This post was originally published on this site

In this blog post I mainly want to discuss the GoldenGate parameter HANDLECOLLISIONS and do some tests to find out about its reliability. I always felt very uncomfortable whenever I needed to use it. So this post is also about the desire for trust in the involved approach. Besides that I include some implementation details used in a replication setup from DB2 to Oracle.

About GoldenGate

GoldenGate is the Oracle’s ultimate solution for replication between various data sources. In most cases relational databases are in focus. But nowadays you can even replicate your data to Kafka, NoSQL databases, Hive, etc. If we stay with relational databases I want to highlight the fact that it can integrate different DBMS as source and/or target from different vendors, e.g. Oracle database, Microsoft SQL Server, MySQL, PostgreSQL, Teradata, IBM DB2 and more.

About DB2 and the Lack of Flashback Query

This post concentrates on replication from DB2 to Oracle database. Capture of changes is one aspect and fine. We just got some concerns about the question, how to make a consistent initial load.
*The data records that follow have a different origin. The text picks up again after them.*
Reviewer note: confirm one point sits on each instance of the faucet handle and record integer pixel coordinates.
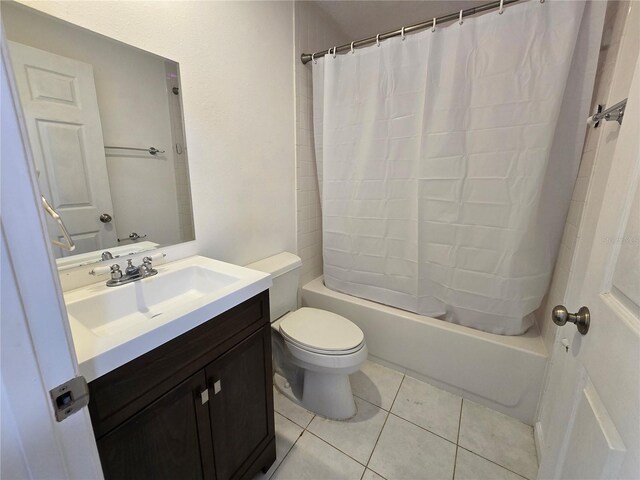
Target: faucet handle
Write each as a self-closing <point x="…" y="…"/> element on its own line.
<point x="131" y="268"/>
<point x="116" y="273"/>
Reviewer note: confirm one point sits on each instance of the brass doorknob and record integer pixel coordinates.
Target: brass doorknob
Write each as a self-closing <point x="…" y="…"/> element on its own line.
<point x="582" y="319"/>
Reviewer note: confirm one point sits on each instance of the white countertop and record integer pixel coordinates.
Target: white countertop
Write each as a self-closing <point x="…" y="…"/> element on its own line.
<point x="99" y="353"/>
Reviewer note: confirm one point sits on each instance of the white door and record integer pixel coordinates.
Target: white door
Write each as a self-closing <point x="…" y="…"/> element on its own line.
<point x="595" y="430"/>
<point x="60" y="105"/>
<point x="35" y="343"/>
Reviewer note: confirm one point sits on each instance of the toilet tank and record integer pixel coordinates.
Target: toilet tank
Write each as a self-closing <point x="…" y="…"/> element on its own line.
<point x="285" y="273"/>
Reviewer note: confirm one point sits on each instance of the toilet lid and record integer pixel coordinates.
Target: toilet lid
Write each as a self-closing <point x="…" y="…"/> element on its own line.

With Oracle database as a source this can be very easily accomplished, even if there is a high load on source database. The technique that is used to assure consistency is making use of flashback queries which get a consistent image of the queried data.

Later on the change data is applied as of this particular point in time. With DB2 there is no such feature which allows to read a table as of a specific time without locking.
The default DB2 isolation level is CS, cursor stability. In that level you see only committed data, but you can not be sure about the timeliness of that data. When you start a query at time x and finish at time y. The currentness of each individual read row can be anything between x and y. Of course this is only true for rows, that where changed during that time. With Oracle you would simply run a flashback query as of x. With DB2 we can’t. Please correct me if we can, this would be very useful!
A while ago I started a discussion on that on twitter: https://twitter.com/MathiasZarick/status/1499430322915659776
No better answer so far.

Create Appropriate Empty Schema on Oracle side

During the setup we need to create tables on Oracle side, which fit to our tables from source. I used the following queries on DB2 to get list of columns, information about primary keys and also secondary indexes. Make sure to have the primary keys on target tables.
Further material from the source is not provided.